Storybook should be used to explicitly show each state your component can be in. This provides three affordances:

  1. Manual Visual Testing

    A person can manually confirm that each state of your component looks right. In the future we can generate snap shots from our stories so that manual confirmation is only necessary if something changes.

    You shouldn't worry about making your component interactive. Component interactions will be tested with automated tests. Again we are only concerned with what our component looks like in different states.

  2. Transparency With Design

    Our design team can visually inspect a component and use that in designs or prototypes.

  3. Shared Development Environment

    An engineer can easily pickup where another engineer left off without having to create a fresh development environment for interacting with components.

    Note: This isn't your own personal playground for components. If you need a sandboxed environment for working on components you can name your private stories with the .private.stories file extension. For example, a file of the name foo.private.stories.tsx will not be checked into source control.

Writing Test

Tests are written using Jest and Enzyme. The CI pipeline is configure to fail unless a certain threshold of coverage is met. You can run the test with the following command:

This command should be ran from the package root. You can also run the tests from the repo root using lerna.

$ npm run test

Our testing strategies will evolve overtime as we evolve as engineers but I have identified two main testing criterial for interface components that I believe are a good start.

  1. Testing Component Interactions

    Interaction testing involves testing users actions as they would be performed by a user on a specific platform. You could think of these as a type of integration test because they are dependent on the platform. For example, testing that clicking a button triggers some output. These types of tests SHOULD utilize Platform APIs and assert that the component responds properly to the user action.

    Note that a full platform environment is not strictly necessary. For example, jsdom is sufficient for most interactions in a browser environment.
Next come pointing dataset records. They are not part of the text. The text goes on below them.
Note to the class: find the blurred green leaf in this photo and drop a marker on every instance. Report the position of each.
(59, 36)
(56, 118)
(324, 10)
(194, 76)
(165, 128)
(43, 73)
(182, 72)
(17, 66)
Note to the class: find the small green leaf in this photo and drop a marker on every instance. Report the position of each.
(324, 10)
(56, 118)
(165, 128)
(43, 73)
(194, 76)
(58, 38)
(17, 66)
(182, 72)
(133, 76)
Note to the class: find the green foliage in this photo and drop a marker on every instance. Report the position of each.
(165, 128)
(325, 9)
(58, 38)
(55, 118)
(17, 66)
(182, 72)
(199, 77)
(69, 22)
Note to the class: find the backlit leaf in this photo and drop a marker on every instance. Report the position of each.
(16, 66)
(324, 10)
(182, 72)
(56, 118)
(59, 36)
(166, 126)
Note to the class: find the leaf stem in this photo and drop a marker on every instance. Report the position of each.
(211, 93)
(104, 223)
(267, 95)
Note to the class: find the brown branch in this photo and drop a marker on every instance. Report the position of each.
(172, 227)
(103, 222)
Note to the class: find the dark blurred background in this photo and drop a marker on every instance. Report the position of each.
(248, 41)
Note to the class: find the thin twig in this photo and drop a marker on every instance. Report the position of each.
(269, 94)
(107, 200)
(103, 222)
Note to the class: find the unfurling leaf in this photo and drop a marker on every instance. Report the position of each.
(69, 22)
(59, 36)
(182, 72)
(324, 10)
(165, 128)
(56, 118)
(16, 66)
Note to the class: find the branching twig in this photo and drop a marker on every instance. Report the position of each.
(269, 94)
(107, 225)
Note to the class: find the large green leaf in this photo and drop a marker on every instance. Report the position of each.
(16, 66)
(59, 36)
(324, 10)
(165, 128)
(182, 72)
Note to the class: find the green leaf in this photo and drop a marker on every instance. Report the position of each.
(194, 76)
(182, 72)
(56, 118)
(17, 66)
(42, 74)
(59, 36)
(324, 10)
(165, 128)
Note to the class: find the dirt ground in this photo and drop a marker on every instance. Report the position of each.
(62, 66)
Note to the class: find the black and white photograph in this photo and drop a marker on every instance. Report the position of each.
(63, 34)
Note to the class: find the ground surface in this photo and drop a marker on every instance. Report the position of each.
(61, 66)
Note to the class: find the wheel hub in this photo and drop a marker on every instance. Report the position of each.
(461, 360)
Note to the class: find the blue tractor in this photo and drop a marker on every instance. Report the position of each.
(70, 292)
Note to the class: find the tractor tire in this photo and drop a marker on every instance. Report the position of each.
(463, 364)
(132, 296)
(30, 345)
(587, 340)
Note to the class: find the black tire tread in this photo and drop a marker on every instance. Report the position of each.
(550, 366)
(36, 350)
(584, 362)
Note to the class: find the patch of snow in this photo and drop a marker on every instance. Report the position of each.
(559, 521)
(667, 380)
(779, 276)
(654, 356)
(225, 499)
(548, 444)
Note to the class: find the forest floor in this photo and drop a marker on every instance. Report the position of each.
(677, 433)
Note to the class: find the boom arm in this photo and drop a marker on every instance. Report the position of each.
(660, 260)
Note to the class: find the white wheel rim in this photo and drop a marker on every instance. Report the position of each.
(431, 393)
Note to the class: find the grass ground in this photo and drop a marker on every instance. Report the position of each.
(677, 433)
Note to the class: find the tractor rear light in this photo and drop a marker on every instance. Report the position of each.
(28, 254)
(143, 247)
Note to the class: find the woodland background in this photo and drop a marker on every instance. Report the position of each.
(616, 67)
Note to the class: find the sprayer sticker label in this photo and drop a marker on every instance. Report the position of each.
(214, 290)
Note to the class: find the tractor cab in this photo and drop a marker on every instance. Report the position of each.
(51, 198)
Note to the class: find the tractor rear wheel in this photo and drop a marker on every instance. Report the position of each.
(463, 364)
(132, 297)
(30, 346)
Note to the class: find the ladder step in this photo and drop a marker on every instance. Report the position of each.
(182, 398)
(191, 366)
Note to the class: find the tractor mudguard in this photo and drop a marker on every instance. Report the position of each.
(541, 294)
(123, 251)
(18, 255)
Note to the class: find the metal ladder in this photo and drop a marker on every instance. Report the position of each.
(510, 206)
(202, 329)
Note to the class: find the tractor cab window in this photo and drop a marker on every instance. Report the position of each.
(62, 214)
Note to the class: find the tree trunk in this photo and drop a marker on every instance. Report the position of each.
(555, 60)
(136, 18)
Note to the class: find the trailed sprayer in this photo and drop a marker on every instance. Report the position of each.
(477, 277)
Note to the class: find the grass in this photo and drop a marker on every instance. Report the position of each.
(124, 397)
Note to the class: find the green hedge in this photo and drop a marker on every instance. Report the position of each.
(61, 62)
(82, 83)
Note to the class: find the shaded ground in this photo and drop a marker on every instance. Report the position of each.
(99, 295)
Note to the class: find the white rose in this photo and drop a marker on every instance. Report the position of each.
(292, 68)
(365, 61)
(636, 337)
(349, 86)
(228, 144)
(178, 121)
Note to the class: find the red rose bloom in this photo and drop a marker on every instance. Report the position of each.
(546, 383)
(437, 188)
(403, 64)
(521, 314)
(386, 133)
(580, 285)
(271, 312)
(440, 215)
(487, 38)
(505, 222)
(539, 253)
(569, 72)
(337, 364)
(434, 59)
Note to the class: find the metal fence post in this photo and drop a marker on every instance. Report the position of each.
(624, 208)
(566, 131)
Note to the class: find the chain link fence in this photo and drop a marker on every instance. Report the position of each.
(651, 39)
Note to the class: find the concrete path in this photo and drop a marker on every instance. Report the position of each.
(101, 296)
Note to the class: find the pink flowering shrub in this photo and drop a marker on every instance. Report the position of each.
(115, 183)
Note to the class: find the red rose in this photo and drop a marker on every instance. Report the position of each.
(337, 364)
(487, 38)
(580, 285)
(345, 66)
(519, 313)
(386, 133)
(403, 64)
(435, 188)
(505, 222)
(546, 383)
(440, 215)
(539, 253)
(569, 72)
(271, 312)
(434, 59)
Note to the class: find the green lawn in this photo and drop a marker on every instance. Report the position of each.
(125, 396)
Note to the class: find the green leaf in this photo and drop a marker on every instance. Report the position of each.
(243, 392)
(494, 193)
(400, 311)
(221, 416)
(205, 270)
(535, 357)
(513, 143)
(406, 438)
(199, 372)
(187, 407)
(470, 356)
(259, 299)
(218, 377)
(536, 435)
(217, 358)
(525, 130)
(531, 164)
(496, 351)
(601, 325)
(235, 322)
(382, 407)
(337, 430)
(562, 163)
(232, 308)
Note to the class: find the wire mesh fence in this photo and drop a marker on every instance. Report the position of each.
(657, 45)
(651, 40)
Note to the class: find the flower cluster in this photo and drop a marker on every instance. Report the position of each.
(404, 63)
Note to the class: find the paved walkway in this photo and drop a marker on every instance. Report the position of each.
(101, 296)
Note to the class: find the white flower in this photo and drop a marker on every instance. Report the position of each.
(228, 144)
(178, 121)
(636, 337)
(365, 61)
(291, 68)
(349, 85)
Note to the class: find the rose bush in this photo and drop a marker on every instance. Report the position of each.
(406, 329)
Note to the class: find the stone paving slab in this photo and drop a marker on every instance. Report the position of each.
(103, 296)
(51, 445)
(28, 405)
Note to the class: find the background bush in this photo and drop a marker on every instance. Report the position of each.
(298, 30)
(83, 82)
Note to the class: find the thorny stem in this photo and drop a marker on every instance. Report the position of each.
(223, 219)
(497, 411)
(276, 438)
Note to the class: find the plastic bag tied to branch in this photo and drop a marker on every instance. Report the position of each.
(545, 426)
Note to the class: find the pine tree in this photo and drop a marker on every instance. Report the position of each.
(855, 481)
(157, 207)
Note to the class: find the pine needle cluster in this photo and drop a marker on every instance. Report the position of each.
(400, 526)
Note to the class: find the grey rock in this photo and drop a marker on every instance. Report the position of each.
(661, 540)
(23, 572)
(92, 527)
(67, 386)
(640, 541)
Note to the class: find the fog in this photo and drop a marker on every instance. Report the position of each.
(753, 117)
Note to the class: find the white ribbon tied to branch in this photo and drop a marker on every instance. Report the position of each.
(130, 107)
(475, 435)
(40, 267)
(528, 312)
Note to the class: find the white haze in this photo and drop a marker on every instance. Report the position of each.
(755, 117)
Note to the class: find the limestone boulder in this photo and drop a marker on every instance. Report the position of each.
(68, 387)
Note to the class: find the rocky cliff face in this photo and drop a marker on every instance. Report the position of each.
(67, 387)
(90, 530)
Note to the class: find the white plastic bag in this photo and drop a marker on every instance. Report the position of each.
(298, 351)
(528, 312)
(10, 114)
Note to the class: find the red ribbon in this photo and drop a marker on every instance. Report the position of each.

  2. Testing Component APIs

    If your component exposes a public API then these methods should be tested. For pure functions writing these tests are usually straight forward because your output is always the same given the same input (think functional programming). That is why I would recommend always making your functions pure if possible.

Tool Glossary

The following tools are used by this package:

  • Boulevard Lib - A standard JavaScript library for portable modules.
  • Emotion - A CSS in JS solution.
  • Enzyme - A testing utility for testing React components.
  • Lodash - A modern JavaScript utility library.
  • ESLint - A linting utility for JavaScript.
  • Jest - A JavaScript testing framework.
  • JSX - A declarative JavaScript templating syntax that implements Virtual DOM.
  • Material UI - Material Design components written in React.
  • React - A JavaScript component syntax.
  • Storybook - A development environment for UI components.
  • TypeScript - JavaScript that scales.